Dei apenas uma olhadela no livro. Francamente
não
me interessou por uma simples razão de
ordem invertida. Para mim a grande
surpresa,
num mundo caído-ou seja: marcado pelo
pecado e existindo em
caoticidade-é justamente
o oposto: por que
ainda acontecem tantas coisas
boas com gente de todo tipo?
A questão proposta no livro é plausível apenas
para
quem não vê a vida com realismo bíblico.
Adriana o demoliu com apenas uma pergunta:
Por que
Coisas Boas Acontecem Ainda a Nós?
Esse mundo jaz no maligno e seus habitantes
"conscientes de si"-os humanos-são a grande
praga e maior razão de morte no
próprio planeta.
A leitura da Bíblia nos chama desde o início para
essa cruenta realidade da existência.
Depois de Gênesis 3 acabam-se as leituras fabulosas
sobre a condição humana. A seqüência inteira nos esmaga: Caim mata Abel, os
poderosos começam a determinar o destino dos demais, instrumentos cortantes são
inventados, a maldade se espalha pela terra-o Diluvio cai sobre a humanidade!
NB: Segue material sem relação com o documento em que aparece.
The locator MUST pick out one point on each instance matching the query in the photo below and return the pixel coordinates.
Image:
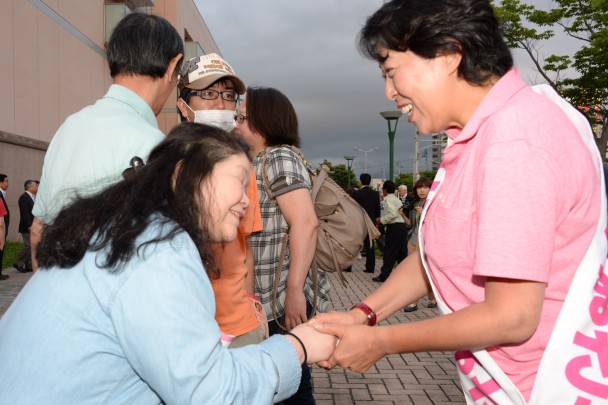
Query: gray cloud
(307, 49)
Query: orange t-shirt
(233, 310)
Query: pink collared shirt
(520, 200)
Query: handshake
(337, 339)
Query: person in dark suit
(26, 204)
(370, 201)
(7, 217)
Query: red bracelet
(371, 315)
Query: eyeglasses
(240, 118)
(227, 95)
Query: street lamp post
(391, 118)
(366, 151)
(349, 165)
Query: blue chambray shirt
(142, 336)
(92, 148)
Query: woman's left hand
(358, 347)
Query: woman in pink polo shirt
(513, 215)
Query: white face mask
(223, 119)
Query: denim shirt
(140, 336)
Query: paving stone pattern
(421, 378)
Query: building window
(114, 12)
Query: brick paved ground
(422, 378)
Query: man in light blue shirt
(94, 146)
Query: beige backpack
(343, 225)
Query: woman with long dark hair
(123, 309)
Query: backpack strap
(284, 243)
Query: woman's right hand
(319, 346)
(340, 318)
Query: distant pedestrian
(26, 204)
(94, 146)
(369, 199)
(395, 242)
(5, 213)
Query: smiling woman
(123, 303)
(513, 264)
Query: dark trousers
(370, 256)
(395, 248)
(303, 395)
(25, 257)
(2, 250)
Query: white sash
(574, 366)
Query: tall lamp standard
(349, 165)
(391, 118)
(366, 151)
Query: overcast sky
(307, 50)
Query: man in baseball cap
(208, 94)
(208, 91)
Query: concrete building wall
(53, 64)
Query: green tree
(339, 174)
(527, 27)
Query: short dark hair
(431, 28)
(143, 44)
(271, 114)
(122, 212)
(365, 179)
(28, 184)
(389, 186)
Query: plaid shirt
(285, 173)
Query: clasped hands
(338, 339)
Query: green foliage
(11, 253)
(339, 174)
(525, 27)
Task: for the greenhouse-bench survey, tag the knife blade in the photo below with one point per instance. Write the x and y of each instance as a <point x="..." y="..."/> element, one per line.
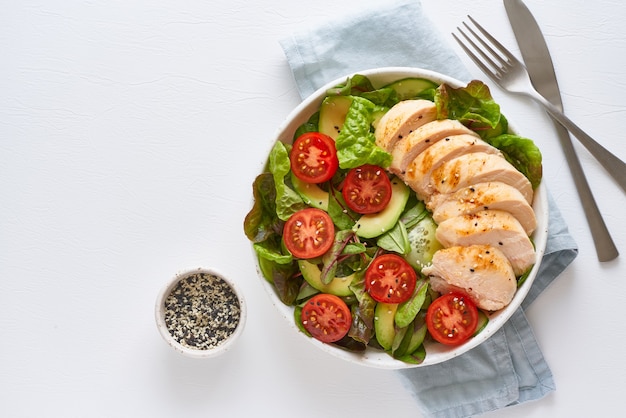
<point x="539" y="64"/>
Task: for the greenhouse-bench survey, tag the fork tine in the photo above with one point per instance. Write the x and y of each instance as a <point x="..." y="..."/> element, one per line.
<point x="505" y="52"/>
<point x="474" y="58"/>
<point x="489" y="58"/>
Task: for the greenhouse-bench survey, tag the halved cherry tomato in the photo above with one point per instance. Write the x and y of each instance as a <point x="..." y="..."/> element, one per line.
<point x="390" y="279"/>
<point x="314" y="157"/>
<point x="309" y="233"/>
<point x="367" y="189"/>
<point x="452" y="318"/>
<point x="326" y="317"/>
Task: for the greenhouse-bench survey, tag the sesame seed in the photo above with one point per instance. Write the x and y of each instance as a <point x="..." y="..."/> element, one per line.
<point x="201" y="311"/>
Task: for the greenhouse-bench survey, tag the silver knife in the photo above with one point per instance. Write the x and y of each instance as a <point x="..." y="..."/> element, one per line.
<point x="539" y="64"/>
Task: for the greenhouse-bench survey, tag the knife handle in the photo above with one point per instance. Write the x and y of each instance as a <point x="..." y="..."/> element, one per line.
<point x="613" y="165"/>
<point x="602" y="240"/>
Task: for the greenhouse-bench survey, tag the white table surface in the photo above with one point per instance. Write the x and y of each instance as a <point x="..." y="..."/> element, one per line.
<point x="130" y="133"/>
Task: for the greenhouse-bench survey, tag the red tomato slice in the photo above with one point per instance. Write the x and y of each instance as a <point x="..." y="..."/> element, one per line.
<point x="314" y="157"/>
<point x="309" y="233"/>
<point x="390" y="279"/>
<point x="452" y="318"/>
<point x="326" y="317"/>
<point x="367" y="189"/>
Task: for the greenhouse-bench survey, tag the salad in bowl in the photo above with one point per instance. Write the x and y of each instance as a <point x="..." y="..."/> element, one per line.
<point x="399" y="220"/>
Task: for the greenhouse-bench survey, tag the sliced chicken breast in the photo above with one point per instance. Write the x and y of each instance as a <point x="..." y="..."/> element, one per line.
<point x="481" y="271"/>
<point x="401" y="120"/>
<point x="497" y="228"/>
<point x="477" y="167"/>
<point x="483" y="196"/>
<point x="418" y="173"/>
<point x="410" y="146"/>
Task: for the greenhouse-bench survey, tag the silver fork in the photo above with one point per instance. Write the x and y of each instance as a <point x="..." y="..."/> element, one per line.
<point x="509" y="73"/>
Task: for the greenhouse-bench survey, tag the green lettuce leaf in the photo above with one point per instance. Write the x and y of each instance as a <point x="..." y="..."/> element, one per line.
<point x="471" y="105"/>
<point x="356" y="144"/>
<point x="523" y="154"/>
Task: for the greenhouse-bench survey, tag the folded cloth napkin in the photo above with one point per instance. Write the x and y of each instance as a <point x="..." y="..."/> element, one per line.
<point x="509" y="367"/>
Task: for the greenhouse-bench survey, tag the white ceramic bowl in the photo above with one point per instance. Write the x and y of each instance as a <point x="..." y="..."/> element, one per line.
<point x="435" y="353"/>
<point x="213" y="309"/>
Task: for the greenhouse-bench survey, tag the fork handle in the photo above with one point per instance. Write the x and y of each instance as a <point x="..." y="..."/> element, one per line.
<point x="613" y="165"/>
<point x="603" y="242"/>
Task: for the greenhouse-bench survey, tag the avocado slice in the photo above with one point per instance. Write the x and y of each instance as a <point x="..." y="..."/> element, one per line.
<point x="411" y="87"/>
<point x="423" y="242"/>
<point x="333" y="113"/>
<point x="311" y="194"/>
<point x="384" y="328"/>
<point x="375" y="224"/>
<point x="339" y="286"/>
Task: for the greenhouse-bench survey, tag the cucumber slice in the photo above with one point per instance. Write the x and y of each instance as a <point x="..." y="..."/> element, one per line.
<point x="483" y="320"/>
<point x="423" y="242"/>
<point x="339" y="286"/>
<point x="384" y="324"/>
<point x="412" y="87"/>
<point x="375" y="224"/>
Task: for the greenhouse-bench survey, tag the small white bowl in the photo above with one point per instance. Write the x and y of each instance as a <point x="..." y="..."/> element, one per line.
<point x="200" y="313"/>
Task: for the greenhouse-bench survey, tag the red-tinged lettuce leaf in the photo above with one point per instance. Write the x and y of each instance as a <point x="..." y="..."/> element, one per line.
<point x="261" y="222"/>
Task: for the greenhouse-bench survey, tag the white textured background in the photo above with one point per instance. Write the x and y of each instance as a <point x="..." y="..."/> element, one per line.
<point x="130" y="133"/>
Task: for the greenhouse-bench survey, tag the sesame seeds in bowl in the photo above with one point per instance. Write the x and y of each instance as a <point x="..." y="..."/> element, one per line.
<point x="200" y="313"/>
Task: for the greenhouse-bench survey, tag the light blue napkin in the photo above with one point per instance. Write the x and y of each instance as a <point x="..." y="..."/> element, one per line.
<point x="509" y="367"/>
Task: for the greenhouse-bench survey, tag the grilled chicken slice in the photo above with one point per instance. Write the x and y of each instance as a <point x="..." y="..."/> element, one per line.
<point x="418" y="172"/>
<point x="481" y="271"/>
<point x="497" y="228"/>
<point x="477" y="167"/>
<point x="401" y="120"/>
<point x="409" y="147"/>
<point x="483" y="196"/>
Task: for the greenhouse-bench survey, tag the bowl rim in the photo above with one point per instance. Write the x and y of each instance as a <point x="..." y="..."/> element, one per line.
<point x="167" y="336"/>
<point x="436" y="353"/>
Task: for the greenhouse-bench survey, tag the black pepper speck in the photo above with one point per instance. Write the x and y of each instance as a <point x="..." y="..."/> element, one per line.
<point x="202" y="311"/>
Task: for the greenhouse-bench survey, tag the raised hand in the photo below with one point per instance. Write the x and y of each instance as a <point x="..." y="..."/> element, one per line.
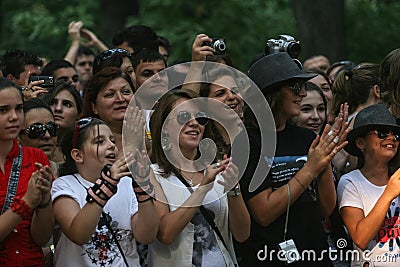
<point x="212" y="171"/>
<point x="393" y="185"/>
<point x="44" y="182"/>
<point x="33" y="195"/>
<point x="32" y="89"/>
<point x="120" y="167"/>
<point x="133" y="130"/>
<point x="199" y="52"/>
<point x="324" y="148"/>
<point x="74" y="30"/>
<point x="230" y="175"/>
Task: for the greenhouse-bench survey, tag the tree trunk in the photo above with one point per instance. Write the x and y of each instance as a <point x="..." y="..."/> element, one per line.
<point x="321" y="28"/>
<point x="112" y="17"/>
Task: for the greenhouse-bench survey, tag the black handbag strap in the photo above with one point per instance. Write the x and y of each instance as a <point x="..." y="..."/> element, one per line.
<point x="13" y="181"/>
<point x="204" y="211"/>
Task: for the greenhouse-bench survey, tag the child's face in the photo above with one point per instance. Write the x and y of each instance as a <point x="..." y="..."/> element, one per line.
<point x="11" y="113"/>
<point x="99" y="148"/>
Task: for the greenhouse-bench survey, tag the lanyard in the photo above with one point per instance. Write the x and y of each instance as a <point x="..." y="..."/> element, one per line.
<point x="287" y="213"/>
<point x="13" y="181"/>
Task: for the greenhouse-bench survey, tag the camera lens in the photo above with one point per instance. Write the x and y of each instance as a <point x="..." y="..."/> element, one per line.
<point x="219" y="45"/>
<point x="294" y="49"/>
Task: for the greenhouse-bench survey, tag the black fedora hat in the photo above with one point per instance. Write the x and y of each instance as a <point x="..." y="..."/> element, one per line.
<point x="276" y="69"/>
<point x="370" y="118"/>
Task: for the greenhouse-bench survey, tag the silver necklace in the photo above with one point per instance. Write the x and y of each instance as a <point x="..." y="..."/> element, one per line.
<point x="190" y="181"/>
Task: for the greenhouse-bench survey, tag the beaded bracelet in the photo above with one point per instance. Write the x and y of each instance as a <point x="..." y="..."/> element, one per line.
<point x="20" y="207"/>
<point x="297" y="179"/>
<point x="45" y="205"/>
<point x="144" y="191"/>
<point x="103" y="189"/>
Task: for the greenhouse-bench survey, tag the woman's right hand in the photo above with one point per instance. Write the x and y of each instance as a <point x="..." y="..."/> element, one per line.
<point x="120" y="167"/>
<point x="393" y="185"/>
<point x="212" y="171"/>
<point x="200" y="52"/>
<point x="333" y="139"/>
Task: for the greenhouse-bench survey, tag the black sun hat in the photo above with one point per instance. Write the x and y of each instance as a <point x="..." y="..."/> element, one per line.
<point x="274" y="69"/>
<point x="370" y="118"/>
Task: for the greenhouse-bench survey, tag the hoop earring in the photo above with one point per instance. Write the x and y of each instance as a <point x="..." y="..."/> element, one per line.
<point x="165" y="142"/>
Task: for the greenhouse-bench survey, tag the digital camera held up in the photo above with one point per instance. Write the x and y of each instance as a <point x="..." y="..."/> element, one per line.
<point x="285" y="43"/>
<point x="218" y="44"/>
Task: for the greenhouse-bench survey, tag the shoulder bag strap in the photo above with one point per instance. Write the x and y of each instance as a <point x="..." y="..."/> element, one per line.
<point x="13" y="181"/>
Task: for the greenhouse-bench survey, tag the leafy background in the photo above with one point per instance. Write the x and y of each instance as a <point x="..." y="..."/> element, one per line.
<point x="371" y="26"/>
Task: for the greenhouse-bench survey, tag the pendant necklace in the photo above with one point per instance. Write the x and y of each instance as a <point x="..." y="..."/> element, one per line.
<point x="190" y="181"/>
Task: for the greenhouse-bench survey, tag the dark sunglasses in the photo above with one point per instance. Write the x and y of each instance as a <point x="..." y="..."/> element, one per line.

O que se segue é igualmente marcado pela dor. Ser
Abraão só é romântico para quem não tem que experimentar o que o patriarca
experimentou.
O mesmo se pode dizer de praticamente todos os
personagens bíblicos.
Os livros de sabedoria-Jó, Salmos, Provérbios e
Eclesiastes-não abrem espaço para que nenhuma idéia de que a benção de Deus
impede a calamidade.
Tudo acontece a todos!
O que resta é saber o que cada um faz com o mal ou
com o bem. Assim, há males que produzem bem, no ser. E há bens que introduzem o
mal, também no ser.
Jesus foi absolutamente claro acerca desta questão:
1. A calamidade sobre alguns deveria convocar a
todos ao arrependimento--como no caso dos galileus mortos!
2. Nós somos maus, apesar de às vezes fazermos
coisas boas a quem amamos--os filhos!
3. O tratamento "bom", como qualificação, somente
cabe em relação a Deus--como no encontro com o jovem rico!
4. Até o mal congênito pode se tornar algo bom,
para a gloria de Deus--como no caso do cego de nascença!
A lista poderia ser interminável!
O restante da revelação insiste na mesma ênfase. O
Apocalipse nos leva trêmulos [...] pelas veredas sombrias e angustiantes do
"futuro".
Portanto, a surpresa é o bem e o bom ainda nos
alcançarem na terra. Talvez seja pela ausência dessa consciência que nos
sentimos abandonados por Deus quando a calamidade muda o endereço da porta do
vizinho para a nossa.
Mas quem tem essa consciência e ama a Deus na
realidade da vida, não se assusta mais; e nunca se vê abandonado por Deus
porque dói.
Dói mesmo!
Mas e daí?
No mundo tereis aflições...
E elas podem vir com caras as mais diversas.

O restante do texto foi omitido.